London eventually found fame and some fortune at the age of 27 with his novel The Call of the Wild (1903). However he also worked as a journalist seeking challenging and adventurous assignments. He covered the Russo-Japanese War in 1904 for Hearst papers, and after visiting Hawaii he introduced American readers to the sport of surfing. He seemed to thrive on this pressured lifestyle.
He was a prolific writer, publishing more than fifty books over the last sixteen years of his life. The titles included The People of the Abyss (1903), which offered a scathing critique of capitalism, John Barleycorn(1913), a memoir of sorts that detailed his lifelong battle with alcohol, and perhaps his best novel, The Sea-Wolf (1904), a psychological adventure in which the central character, Humphrey van Weyden, a survivor of an ocean collision, falls under the dominance of Wolf Larsen, the powerful and amoral sea captain who rescues him. Ambrose Bierce wrote, ‘The great thing - and it is among the greatest of things - is that tremendous creation, Wolf Larsen... the hewing out and setting up of such a figure is enough for a man to do in one lifetime.’ Larson was played memorably by Edward G. Robinson in the 1940 movie version of the novel.

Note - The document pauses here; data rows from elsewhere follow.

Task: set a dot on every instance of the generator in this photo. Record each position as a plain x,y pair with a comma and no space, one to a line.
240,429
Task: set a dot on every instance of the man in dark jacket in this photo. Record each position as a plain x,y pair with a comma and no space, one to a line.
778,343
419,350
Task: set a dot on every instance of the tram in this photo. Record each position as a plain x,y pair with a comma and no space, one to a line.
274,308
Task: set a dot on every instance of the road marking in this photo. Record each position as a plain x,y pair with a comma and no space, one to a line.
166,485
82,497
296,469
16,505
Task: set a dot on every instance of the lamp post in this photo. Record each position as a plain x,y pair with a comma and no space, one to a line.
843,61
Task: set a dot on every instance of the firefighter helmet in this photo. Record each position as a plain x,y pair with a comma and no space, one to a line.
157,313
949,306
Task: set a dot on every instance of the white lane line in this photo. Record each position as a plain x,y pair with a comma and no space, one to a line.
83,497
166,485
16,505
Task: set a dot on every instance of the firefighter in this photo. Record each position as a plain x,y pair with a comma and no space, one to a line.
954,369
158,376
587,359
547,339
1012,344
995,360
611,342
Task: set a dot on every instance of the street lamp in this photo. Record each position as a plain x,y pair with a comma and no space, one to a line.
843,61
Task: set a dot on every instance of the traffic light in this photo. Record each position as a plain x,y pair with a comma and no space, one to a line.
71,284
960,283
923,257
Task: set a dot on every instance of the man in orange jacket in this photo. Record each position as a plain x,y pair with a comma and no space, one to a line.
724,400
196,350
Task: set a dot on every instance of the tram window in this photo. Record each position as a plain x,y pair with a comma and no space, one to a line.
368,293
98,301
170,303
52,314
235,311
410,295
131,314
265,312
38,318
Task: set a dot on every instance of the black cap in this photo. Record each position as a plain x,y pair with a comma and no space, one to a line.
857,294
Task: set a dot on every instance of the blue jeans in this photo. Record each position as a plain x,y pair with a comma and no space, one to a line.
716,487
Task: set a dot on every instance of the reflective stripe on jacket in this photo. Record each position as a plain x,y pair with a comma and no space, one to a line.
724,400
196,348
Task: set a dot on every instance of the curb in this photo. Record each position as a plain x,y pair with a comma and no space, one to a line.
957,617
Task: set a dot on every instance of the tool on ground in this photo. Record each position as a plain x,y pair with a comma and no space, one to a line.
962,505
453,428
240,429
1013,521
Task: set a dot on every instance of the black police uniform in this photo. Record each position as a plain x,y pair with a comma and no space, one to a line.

Jack London was one of the most romantic figures of this time. Strikingly handsome, full of laughter, restless and courageous, he was always eager for adventure. An eloquent public speaker, he was much sought after as a lecturer on socialism and other economic and political topics. Most people considered London a living symbol of rugged individualism. He ascribed his worldwide literary success largely to hard work - to ‘dig’, as he put it. In addition to his writing and speaking commitments, London conducted voluminous correspondence (he received some 10,000 letters per year), read proofs of his work as it went to press, and negotiated with his agents and publishers. He spent time overseeing construction of his custom-built sailing ship, the Snark, (1906-1907) and the building of his dream house in 1911. London wrote so many books about wolves and dogs that his friend George Sterling gave him the nickname ‘The Wolf’ and so it was only fitting that he would call his ranch the ‘Wolf House’. Sadly he was never to live in it. Shortly after its construction it burnt down. The loss of Wolf House was a crushing financial blow which left London depressed but he forced himself to return to work with added vigour which eventually affected his health. For much of the last decade of his life, London faced a number of medical issues, including kidney disease, the cause of his death. He died at his California ranch in November 1916. He was only 40. Ernest Hopkins reported his death in the San Francisco Bulletin, stating that, ‘No writer, unless it were Mark Twain, ever had a more romantic life than Jack London. The untimely death of this most popular of American fictionists has profoundly shocked a world that expected him to live and work for many years longer.’